It’s hard to grasp that Boris Johnson has been Prime Minister for just “nine changes of the watery star” – to bung in a Shakespeare reference that he would undoubtedly pick up.

His near-landslide election win in December gave him real authority.  His death-facing experience in intensive care forced him to lead by example – suffering alongside those that he has been tasked to lead during this crisis.  So he now has a certain moral authority too, at least when it comes to dealing with the Coronavirus,

And if he has won only one election to date, not three like Margaret Thatcher, he has led a change greater even hers, by taking Britain out of the EU and thus delivering Brexit.

Which underpins how much the Government has missed him.  There is more to Johnson now than the usual vivid language we heard this morning, with its image of the British people fighting back against a mugger virus.  Listening to him was like being jolted awake after snoozing off.

Not that he said all that much.  Or rather, he tried very hard not to say too much – balancing the need to keep the lockdown going, to protect the NHS, with the need to get the economy going, to help it and all the rest of us.

Johnson was not going to announce an easing-off of the lockdown today.  But for all his art, unwillingness to let a Coronavirus second wave drown the NHS, refusal to say “when” a lockdown relaxation might happen, reference to the five tests and cunning feint at drawing in Keir Starmer, he could not conceal the fact that easing is coming soon.

The Government will say “in the coming days”, he said.  The papers are stuffed with details of the relaxation plan, some of them convincing, and the lockdown is fraying at the edges a little.
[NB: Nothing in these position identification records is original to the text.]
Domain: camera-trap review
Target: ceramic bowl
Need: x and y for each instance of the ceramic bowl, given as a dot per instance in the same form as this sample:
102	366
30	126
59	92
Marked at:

ConservativeHome believed that the Prime Minister would announce some easing after next week’s May Bank Holiday.  Our reading of his statement this morning is that he wants to get on with it before then.

Oh, and a mention in dispatches for Dominic Raab.  We’ve have been happy for him to announce a relaxation plan.  He chose instead to help oversee the drawing-up of one, avoided grandstanding and strove not to act as a de facto Prime Minister.  That shows a level head.